Courtney: But I get it. I’m just weirdly obsessed with  language not being a failure of any sort haha

Jack: I think we had to get through that little structuralist turn

Jack: So that we can treat language as something separate from ourselves and not coming from within us

Jack: The “transcendental signifier” etc. Courtney we just Morisetted postmodernism

Jack: I love the idea of you shouting at Ferdinand Saussure, “Maybe you are the failure here Ferdinand”

Courtney: I love saying that. I think it’s true.

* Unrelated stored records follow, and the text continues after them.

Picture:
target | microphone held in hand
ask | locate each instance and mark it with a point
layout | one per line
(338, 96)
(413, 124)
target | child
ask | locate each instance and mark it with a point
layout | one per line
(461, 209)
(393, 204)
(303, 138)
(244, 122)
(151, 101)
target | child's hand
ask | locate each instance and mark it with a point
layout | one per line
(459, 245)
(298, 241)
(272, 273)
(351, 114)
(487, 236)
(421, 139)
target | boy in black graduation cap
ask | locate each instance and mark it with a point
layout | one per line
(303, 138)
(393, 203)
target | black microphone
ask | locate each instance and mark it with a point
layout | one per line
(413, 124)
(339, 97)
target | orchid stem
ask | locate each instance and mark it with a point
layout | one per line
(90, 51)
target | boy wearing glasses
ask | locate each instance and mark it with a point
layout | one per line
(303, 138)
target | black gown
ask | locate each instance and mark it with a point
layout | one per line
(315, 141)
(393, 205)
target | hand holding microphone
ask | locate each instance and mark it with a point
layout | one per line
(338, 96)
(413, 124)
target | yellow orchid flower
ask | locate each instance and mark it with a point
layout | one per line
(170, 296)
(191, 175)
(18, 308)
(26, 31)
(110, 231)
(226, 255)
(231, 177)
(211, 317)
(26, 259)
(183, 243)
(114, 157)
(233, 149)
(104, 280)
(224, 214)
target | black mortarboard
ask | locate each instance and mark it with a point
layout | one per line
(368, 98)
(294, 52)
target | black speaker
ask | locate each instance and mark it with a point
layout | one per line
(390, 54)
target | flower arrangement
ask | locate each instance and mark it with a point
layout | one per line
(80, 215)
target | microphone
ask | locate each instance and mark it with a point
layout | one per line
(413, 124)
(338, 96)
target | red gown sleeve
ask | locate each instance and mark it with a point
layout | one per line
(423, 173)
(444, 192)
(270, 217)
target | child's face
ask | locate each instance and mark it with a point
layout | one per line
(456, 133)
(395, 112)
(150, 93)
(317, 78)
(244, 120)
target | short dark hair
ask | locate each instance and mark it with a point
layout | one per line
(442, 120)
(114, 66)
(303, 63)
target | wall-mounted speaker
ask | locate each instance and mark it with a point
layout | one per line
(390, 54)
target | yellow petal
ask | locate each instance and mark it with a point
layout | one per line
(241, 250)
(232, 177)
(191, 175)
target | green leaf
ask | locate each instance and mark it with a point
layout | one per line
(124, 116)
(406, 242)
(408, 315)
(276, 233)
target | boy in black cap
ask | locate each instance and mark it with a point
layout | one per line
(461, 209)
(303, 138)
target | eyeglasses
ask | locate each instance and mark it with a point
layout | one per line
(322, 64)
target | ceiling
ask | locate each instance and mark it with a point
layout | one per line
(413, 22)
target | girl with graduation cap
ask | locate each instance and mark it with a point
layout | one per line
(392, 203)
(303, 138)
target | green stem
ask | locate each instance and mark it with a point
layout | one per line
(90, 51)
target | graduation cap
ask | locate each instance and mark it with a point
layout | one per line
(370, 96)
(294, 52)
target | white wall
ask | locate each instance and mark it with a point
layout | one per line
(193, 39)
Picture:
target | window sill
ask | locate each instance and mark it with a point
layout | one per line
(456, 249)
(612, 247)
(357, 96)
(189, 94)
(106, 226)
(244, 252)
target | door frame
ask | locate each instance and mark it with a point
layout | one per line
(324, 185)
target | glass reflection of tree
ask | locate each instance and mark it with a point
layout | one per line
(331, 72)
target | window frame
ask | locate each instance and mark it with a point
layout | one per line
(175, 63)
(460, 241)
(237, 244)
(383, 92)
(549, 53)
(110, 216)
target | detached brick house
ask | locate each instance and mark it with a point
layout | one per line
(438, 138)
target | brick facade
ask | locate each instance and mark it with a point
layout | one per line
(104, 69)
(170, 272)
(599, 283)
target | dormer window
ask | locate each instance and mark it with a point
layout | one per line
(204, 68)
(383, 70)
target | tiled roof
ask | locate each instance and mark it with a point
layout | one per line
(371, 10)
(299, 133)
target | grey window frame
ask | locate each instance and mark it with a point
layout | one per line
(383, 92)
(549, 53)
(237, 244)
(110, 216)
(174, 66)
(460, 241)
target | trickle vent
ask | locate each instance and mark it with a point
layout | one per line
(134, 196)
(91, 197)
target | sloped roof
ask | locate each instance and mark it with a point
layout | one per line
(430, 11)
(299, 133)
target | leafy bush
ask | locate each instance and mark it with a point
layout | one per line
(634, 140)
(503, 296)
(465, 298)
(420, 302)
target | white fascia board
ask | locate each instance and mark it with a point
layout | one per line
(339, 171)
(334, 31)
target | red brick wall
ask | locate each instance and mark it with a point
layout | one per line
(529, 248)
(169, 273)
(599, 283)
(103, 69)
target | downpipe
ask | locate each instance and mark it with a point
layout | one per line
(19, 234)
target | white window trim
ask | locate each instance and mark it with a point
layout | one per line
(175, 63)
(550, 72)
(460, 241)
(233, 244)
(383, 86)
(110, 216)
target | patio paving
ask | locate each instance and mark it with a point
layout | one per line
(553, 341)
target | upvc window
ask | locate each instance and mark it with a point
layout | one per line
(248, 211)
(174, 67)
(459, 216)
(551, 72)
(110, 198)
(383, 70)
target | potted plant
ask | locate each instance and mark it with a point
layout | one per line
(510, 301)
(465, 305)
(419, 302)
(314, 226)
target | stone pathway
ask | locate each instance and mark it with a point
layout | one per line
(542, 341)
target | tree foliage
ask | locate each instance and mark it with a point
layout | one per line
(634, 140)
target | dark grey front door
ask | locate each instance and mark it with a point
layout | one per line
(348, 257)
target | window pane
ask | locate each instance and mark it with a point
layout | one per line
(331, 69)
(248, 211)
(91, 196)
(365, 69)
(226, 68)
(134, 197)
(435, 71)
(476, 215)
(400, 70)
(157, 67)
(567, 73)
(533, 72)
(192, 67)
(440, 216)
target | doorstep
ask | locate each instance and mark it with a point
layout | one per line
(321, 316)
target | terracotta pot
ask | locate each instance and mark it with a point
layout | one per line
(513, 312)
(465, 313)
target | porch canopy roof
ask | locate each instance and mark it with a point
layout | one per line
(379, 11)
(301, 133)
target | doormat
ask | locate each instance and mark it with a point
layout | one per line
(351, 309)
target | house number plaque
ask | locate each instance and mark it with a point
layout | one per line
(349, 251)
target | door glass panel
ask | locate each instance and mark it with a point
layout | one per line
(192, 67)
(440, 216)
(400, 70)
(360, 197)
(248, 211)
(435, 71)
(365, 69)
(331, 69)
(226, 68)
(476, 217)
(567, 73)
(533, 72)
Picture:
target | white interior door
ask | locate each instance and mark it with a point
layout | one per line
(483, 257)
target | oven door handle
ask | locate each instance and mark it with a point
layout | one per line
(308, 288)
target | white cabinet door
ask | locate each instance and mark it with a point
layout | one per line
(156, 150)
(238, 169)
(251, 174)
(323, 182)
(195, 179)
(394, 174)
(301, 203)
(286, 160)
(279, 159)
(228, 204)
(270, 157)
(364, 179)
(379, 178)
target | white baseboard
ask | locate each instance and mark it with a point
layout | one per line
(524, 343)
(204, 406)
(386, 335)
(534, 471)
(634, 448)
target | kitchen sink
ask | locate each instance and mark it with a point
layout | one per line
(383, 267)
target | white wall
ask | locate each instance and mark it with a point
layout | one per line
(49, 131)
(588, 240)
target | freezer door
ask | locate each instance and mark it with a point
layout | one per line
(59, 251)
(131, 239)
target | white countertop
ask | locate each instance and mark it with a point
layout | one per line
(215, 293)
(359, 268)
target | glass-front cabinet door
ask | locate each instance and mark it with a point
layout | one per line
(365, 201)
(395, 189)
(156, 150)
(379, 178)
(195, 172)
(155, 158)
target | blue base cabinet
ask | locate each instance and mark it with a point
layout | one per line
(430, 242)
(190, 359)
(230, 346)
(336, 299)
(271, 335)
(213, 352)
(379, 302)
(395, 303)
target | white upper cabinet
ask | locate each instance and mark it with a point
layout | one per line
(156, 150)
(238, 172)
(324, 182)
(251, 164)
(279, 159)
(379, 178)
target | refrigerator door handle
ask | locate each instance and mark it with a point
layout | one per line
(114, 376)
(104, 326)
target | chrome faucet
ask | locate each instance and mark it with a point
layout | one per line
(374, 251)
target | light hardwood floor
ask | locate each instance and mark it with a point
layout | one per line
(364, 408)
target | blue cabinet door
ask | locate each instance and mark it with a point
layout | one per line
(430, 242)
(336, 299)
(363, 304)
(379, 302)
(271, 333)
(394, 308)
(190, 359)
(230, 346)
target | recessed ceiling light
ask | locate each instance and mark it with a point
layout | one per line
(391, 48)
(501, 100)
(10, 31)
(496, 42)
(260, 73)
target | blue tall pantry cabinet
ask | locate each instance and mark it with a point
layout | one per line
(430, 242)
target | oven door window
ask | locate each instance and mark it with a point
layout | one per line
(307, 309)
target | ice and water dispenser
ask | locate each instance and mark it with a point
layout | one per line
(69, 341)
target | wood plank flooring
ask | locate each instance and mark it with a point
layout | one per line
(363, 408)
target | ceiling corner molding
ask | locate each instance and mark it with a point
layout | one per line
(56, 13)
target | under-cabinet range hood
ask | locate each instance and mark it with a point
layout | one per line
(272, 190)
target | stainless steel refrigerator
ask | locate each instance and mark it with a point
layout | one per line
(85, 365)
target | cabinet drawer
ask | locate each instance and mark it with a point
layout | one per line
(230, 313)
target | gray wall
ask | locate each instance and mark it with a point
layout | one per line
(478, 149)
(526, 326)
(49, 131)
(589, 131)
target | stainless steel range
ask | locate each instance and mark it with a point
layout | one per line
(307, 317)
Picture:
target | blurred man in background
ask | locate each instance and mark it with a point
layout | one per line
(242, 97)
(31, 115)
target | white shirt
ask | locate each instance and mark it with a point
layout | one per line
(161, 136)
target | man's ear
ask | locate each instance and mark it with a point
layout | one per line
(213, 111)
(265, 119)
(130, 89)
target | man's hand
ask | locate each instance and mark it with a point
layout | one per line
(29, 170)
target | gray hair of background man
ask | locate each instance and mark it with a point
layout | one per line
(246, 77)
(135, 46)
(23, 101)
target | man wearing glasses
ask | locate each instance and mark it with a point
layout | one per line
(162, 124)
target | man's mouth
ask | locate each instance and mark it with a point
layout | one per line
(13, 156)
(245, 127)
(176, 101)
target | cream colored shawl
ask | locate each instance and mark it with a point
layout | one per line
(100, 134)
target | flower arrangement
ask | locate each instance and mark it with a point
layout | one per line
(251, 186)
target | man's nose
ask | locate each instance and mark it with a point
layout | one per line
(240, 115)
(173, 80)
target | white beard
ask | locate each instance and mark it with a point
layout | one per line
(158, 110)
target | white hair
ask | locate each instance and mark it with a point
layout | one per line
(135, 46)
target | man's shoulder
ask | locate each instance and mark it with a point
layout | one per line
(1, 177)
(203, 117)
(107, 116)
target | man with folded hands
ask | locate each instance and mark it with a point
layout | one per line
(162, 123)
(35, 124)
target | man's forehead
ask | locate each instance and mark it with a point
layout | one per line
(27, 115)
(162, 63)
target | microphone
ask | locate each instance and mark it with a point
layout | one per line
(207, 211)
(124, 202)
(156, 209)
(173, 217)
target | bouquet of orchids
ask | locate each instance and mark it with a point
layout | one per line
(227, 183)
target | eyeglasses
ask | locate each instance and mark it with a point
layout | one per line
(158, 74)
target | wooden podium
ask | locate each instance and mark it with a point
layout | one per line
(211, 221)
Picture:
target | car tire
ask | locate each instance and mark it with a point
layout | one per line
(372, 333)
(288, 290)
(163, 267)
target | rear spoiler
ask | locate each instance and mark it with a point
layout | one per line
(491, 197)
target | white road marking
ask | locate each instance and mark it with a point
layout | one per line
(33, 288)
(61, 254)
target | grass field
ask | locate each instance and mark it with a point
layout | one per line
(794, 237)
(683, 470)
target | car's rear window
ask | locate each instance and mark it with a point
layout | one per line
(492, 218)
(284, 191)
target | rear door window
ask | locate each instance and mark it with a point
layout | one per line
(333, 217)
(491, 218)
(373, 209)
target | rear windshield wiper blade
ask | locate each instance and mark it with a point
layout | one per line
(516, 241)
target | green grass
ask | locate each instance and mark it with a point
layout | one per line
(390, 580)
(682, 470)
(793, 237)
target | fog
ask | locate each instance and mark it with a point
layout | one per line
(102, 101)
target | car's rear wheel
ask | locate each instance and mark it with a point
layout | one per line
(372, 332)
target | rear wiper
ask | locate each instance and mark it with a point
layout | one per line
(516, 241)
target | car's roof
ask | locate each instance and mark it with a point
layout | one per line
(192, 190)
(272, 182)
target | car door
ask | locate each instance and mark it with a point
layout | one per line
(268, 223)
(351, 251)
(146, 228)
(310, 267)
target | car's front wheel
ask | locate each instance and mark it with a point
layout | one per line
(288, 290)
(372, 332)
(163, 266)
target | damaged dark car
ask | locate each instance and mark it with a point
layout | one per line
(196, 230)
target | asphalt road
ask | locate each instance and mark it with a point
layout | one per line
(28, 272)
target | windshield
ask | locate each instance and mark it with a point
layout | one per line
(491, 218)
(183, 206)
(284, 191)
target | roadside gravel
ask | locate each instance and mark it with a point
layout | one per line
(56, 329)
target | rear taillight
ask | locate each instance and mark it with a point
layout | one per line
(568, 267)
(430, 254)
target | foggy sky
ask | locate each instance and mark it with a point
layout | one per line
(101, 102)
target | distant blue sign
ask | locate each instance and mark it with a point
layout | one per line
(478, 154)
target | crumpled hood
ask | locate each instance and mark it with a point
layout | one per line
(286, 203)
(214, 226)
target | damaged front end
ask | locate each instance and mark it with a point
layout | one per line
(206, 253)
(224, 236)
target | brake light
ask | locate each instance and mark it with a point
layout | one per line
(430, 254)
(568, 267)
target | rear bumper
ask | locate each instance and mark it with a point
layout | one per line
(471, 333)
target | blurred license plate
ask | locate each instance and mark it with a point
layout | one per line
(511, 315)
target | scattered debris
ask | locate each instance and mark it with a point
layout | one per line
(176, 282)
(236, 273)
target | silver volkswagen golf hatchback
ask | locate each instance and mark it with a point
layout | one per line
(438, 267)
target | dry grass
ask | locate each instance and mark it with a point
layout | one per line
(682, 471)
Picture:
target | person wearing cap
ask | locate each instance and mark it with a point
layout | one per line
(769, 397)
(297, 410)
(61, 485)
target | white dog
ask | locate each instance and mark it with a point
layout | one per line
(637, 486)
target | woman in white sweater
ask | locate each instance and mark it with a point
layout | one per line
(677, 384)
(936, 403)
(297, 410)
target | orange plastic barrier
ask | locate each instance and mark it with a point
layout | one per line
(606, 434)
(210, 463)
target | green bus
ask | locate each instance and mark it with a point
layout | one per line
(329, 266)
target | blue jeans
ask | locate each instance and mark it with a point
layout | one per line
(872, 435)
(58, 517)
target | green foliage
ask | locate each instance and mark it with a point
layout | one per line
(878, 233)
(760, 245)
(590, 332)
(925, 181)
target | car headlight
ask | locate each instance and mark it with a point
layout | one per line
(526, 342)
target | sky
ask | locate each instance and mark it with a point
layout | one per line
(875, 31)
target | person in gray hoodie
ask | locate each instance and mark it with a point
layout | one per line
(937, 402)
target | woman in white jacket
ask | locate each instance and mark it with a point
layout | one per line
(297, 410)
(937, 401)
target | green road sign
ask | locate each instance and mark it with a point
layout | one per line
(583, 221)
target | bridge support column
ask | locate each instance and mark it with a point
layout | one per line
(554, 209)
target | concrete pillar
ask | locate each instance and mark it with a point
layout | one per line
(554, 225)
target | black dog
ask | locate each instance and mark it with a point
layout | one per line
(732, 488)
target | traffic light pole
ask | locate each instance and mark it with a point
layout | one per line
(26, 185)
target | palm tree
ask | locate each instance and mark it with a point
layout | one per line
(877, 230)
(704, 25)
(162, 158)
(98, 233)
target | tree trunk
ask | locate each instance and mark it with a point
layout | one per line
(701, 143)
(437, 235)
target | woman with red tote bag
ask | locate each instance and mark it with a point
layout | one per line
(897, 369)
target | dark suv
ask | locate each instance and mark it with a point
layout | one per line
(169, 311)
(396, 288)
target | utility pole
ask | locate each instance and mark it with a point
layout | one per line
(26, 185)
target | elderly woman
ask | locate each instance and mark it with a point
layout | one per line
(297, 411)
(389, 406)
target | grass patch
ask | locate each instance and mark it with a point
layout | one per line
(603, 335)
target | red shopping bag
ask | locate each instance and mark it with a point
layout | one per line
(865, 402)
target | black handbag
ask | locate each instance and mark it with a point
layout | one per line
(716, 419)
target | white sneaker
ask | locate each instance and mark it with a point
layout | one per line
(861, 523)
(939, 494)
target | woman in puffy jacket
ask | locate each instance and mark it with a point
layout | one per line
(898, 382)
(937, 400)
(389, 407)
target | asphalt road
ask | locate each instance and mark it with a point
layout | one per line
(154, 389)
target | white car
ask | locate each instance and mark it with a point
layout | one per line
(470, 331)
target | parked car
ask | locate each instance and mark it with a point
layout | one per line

Jack: “Come on language, let’s get out of this dump.”

Jack: Maybe that’s what all poets are saying actually.





Courtney Bush is a poet and filmmaker from Mississippi, living and working in New York. She is the author of Every Book Is About The Same Thing (Newest York Arts Press, 2022), I Love Information (Milkweed Editions, 2023), and the chapbooks Isn’t This Nice? (blush lit, 2019) and Thirteen Morisettes (SPAMzine and Press, 2024) in collaboration with Jack Underwood.


Jack Underwood is a poet, writer and critic. He is author of Happiness (Faber, 2015) Solo for Mascha Voice (Test Centre, 2018) and A Year in the New Life (Faber, 2021). His debut work of non-fiction, NOT EVEN THIS, was published by Corsair in 2021. He has collaborated widely with composers and artists, and his work has been published internationally and in translation. He is co-presenter and curator of the Faber Poetry Podcast and is a senior lecturer in Creative Writing at Goldsmiths College.